The existing synthesis process mainly comprises the following steps:
(1) Pyrrolidone process
Taking sodium hydride as an acid-binding agent, and reacting pyrrolidone and chloroacetamide in 1, 4-dioxane to prepare piracetam; the problems with this route are: sodium hydride is dangerous, 1, 4-dioxane has strong harm to the environment, and chloroacetamide raw materials are not easy to obtain.
(2) Glycine process
Glycine is subjected to trimethyl silicification, condensation with r-chlorobutyryl chloride, chlorination, ammoniation and cyclization to convert into piracetam, or glycine derivatives are used as raw materials. The problems with this route are: by using the protection and deprotection strategies, expensive TMSCL is needed, the stability of the corresponding glycine trimethyl silicone grease is poor, the route is long, and the method is not suitable for industrial production.
(3) Succinic anhydride process
Succinic acid is used as a raw material, succinic anhydride is generated by heating and dehydration, the succinic anhydride reacts with glycine to obtain an ammonolysis product, and the ammonolysis product is reduced and ammonolyzed by sodium tetrafluoroborate to prepare piracetam. The main problems with this route are: sodium tetrafluoroborate is used as a reducing agent, so the price is high, and the method is not suitable for industrial production.
(4) One-step synthesis method
The one-step synthesis method is to prepare the piracetam by taking 4-chloro-n-butyl acetate as a raw material, taking absolute ethyl alcohol as a solvent and glycinamide hydrochloride through one-step reaction after heating reflux in the presence of sodium bicarbonate. The problems with this route are: the raw material glycylamine hydrochloride used in the one-step synthesis method is easy to absorb moisture and agglomerate to influence the reaction speed, and the reaction is not easy to control, so that the method is not suitable for industrial production.

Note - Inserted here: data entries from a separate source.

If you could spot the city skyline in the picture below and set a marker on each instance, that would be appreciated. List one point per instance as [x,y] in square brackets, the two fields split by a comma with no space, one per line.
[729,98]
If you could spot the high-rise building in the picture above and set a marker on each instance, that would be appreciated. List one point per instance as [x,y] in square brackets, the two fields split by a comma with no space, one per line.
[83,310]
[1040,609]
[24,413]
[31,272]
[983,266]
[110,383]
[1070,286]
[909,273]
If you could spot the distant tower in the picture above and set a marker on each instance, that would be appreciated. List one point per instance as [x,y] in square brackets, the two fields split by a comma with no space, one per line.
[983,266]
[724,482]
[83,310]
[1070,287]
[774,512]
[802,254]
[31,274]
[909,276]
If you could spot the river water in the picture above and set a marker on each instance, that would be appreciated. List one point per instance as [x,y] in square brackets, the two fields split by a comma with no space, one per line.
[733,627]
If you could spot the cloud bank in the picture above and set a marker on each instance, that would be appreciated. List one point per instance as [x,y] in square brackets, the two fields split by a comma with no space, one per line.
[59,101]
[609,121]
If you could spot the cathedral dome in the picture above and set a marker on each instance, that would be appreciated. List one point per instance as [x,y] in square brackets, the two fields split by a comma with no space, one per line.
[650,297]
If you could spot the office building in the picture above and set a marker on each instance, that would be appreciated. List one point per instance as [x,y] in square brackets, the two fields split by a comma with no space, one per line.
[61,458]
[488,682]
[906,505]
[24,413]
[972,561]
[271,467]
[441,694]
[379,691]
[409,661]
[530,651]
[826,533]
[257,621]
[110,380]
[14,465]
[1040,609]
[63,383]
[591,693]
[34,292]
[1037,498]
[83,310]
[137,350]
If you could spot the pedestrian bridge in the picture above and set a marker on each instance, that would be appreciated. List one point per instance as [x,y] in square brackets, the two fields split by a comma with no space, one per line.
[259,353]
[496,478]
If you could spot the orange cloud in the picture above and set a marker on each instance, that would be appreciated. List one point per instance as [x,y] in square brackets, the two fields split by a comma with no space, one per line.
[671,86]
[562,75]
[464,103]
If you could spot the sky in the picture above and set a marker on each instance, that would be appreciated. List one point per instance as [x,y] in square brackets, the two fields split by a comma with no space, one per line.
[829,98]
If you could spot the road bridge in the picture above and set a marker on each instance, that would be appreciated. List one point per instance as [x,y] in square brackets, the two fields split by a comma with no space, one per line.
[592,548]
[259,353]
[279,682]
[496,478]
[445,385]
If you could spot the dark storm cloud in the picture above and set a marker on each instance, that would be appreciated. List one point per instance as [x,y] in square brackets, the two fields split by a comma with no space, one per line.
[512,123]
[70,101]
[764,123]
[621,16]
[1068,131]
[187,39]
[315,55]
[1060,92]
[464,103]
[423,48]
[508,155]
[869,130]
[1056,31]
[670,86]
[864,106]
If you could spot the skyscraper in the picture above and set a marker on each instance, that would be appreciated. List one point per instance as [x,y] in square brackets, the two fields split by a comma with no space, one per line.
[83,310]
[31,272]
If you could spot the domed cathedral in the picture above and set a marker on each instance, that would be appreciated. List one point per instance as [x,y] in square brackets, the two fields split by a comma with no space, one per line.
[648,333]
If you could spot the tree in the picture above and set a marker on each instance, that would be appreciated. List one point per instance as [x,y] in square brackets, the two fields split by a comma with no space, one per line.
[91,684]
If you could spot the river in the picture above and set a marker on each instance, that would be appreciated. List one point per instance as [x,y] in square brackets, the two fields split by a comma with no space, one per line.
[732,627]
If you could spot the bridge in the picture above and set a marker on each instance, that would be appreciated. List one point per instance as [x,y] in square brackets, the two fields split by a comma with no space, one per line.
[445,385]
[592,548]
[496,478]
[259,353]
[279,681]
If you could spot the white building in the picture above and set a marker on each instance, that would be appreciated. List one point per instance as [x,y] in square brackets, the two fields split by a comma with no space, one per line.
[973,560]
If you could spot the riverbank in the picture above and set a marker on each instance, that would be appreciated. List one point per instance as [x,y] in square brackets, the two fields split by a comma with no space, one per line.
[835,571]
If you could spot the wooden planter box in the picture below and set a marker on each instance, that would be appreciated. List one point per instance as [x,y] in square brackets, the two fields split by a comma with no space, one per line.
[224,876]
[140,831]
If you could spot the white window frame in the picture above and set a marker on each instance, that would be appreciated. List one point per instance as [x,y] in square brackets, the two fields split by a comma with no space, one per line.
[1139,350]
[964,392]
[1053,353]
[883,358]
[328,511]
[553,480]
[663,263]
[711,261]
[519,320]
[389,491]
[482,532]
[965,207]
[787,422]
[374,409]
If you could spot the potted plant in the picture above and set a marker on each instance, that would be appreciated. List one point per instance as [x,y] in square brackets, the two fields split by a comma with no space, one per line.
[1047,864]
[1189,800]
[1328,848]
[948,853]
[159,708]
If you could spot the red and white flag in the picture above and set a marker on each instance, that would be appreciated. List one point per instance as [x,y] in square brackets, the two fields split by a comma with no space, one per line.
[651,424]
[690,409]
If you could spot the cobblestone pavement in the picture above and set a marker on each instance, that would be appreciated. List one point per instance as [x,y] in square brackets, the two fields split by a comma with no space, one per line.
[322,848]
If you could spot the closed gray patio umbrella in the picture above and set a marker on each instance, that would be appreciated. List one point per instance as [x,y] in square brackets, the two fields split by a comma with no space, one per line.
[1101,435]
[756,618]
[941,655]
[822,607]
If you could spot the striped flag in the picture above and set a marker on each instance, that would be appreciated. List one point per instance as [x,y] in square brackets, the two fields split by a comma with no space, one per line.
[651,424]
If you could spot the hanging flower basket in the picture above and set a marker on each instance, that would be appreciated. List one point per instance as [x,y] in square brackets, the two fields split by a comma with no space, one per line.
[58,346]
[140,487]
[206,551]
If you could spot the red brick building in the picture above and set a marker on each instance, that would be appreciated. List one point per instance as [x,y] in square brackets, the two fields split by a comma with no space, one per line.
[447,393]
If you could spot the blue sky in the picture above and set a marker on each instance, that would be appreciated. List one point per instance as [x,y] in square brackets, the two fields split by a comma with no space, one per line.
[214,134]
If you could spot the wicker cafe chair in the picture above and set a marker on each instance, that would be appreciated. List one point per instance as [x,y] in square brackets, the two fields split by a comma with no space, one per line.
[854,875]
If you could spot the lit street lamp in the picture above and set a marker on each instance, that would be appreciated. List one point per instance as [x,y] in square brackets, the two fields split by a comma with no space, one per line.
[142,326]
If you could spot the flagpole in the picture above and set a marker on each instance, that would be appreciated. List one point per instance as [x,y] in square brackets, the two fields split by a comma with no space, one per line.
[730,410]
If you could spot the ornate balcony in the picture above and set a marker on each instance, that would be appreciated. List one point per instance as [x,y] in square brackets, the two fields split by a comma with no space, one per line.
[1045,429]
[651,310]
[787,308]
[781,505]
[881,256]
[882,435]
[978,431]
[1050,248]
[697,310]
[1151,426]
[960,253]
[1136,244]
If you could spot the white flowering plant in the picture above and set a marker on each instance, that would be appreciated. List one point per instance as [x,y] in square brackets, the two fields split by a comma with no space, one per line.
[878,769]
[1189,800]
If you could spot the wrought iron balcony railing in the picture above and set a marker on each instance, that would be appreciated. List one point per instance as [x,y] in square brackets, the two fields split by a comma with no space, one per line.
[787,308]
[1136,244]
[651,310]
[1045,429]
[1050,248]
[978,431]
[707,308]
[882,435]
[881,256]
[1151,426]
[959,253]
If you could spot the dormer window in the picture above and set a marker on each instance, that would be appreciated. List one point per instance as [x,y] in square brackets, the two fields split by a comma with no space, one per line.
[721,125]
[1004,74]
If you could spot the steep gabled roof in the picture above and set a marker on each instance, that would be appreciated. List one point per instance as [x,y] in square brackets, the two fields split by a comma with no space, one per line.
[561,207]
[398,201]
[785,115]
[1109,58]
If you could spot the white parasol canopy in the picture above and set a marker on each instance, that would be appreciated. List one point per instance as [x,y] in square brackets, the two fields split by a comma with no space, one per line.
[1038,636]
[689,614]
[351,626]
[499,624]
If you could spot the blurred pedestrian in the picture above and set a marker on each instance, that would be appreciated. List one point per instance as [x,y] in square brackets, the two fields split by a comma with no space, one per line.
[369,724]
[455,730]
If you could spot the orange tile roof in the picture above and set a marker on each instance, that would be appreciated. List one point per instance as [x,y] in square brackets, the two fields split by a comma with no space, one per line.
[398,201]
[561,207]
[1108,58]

Therefore, the synthesis in the prior art has many problems, mainly the raw materials are not available, the price is high, and the synthesis is not suitable for industrial production.
Disclosure of Invention
The invention aims to provide a piracetam preparation method and a system, and in order to achieve the aim, the invention is realized by adopting the following technical scheme:
the invention discloses a preparation method of piracetam,
(1) Dissolving alpha-pyrrolidone in an organic solvent, stirring, adding sodium methoxide in batches, and performing reflux reaction to obtain alpha-pyrrolidone sodium; after the reaction is completed, dropwise adding methyl chloroacetate/toluene mixed solution, performing solid-liquid separation after the reaction is completed, and distilling the filtrate to obtain a light yellow oily alpha-pyrrolidone methyl acetate;
(2) Adding methyl alpha-pyrrolidone acetate and ammonia water into methanol, reacting completely at high temperature and high pressure, filtering, and drying a filter cake to obtain piracetam;
the synthetic route is as follows
Further, in step 1, the organic solvent is toluene.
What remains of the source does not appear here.